Monday 16 November 2009

Cover art for MMPB version of Nights of Villjamur

Very different from the hardback version:

The inclusion of a figure is almost inevitable; it's pretty much a prerequisite for a paperback cover (the sole intention of which is usually to shift as many copies of the book as possible, and screw anything else).

That said, I quite like this cover - it's certainly an improvement on the rough version I saw some time ago. I like the colours, and the fact that Randur is cast in shadow. I was initially a little concerned by the cityscape background, as on the rough version it was quite blocky, but it's been tidied up nicely here.

The representation of Randur doesn't match the picture I formed of him in my own mind (too much Aragorn and not enough dandy, for me) but of course this is personal preference. I'm not sure I'm a fan of the photo-realism gig that artists seem keen on these days, but this is a pretty decent example I guess.

Still, the hardback version is far superior in my own opinion.
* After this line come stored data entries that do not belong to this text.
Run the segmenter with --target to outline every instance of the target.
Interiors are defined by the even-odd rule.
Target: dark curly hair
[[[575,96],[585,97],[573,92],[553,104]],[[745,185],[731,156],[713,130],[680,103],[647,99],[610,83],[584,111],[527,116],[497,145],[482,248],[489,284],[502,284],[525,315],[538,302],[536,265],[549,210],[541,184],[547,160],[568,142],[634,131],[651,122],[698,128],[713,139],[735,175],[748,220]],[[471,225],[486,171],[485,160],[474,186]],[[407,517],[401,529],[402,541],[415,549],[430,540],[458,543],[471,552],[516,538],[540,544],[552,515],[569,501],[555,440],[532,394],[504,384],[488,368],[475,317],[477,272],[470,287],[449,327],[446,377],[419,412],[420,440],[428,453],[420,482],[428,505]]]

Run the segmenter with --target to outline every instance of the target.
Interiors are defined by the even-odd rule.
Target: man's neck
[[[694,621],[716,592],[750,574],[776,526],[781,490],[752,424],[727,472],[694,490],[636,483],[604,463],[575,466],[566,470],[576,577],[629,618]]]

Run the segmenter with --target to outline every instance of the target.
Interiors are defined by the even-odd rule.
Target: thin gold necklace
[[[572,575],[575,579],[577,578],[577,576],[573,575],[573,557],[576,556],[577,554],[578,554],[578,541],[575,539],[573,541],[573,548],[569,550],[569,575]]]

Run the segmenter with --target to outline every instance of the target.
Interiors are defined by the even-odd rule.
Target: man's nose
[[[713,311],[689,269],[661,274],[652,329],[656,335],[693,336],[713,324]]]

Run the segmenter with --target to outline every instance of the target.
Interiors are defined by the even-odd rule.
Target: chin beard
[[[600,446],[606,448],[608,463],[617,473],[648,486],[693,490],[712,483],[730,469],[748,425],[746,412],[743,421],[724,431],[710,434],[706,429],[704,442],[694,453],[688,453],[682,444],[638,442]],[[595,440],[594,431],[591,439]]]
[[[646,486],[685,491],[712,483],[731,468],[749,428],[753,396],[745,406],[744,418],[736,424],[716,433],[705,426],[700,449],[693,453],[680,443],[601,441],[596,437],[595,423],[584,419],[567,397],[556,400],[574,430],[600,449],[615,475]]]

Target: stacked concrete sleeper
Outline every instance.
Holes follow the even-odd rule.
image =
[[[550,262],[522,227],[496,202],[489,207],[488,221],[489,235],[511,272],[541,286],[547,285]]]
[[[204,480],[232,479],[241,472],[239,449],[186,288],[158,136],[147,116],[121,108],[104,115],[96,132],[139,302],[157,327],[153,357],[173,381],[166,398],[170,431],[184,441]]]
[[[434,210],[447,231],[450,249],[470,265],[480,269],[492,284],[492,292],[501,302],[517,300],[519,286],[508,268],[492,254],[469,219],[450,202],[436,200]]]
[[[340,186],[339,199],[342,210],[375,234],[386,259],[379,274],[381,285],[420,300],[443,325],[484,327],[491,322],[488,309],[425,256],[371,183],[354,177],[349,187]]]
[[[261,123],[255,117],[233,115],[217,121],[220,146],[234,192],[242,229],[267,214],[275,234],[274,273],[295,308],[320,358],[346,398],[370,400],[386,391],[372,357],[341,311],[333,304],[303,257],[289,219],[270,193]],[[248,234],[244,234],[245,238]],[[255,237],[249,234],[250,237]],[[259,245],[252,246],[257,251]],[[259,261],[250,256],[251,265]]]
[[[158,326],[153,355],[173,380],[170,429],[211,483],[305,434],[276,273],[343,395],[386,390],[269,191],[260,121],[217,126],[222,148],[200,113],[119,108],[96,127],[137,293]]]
This paperback version will be released in June 2010, alongside the next book in the Legends of the Red Sun sequence, City of Ruin.


Mihai A. said...

I have to be completely honest and say that I don't like this cover. It is too much focused on a sole character and considering that the novel shifts through different and important points of view, the choice is not good. I like the city behind the central figure, but I find the hardback cover more representative for the novel and captures the atmosphere far more better.
Also my image of Randur is not matched by this one. This character looks too much like a rogue when Randur has more care for his personal appearance.

ediFanoB said...

I fully agree with Mihai.

chris s said...

I loathe character covers - they never seem to generate the sense of wonder that a good landscape or cityscape does. Take Edward Miller's cover for Perdido Street Station as an example of how good a cover can be:

Anonymous said...

Disagree entirely Chris..your comment was so broad it is pretty remarkable.So your saying Robert E Howard covers should show a landscape although the story is entirely based aroundn a barbarian and his nadventures and packed with action. We arent all female readers out there we dont need everything dumbed down to attract our attention.

chris s said...

Mmmm... yes my comment was perhaps overly broad, though it's true I simply do not like character covers, but your comment about dumbing down is strange as that was precisely my point.. the focus of the paperback cover on the Randur character suggests a dumbing down when compared to the far more allusive hardback cover. The hardback gives the mind space to create it's own image, the paperback tries to fix an image - and prevents the reader from creating their own picture of Randur.
As for your comments on females (I am male by the way).. I will treat that with the contempt such sexism and gender stereotyping deserves.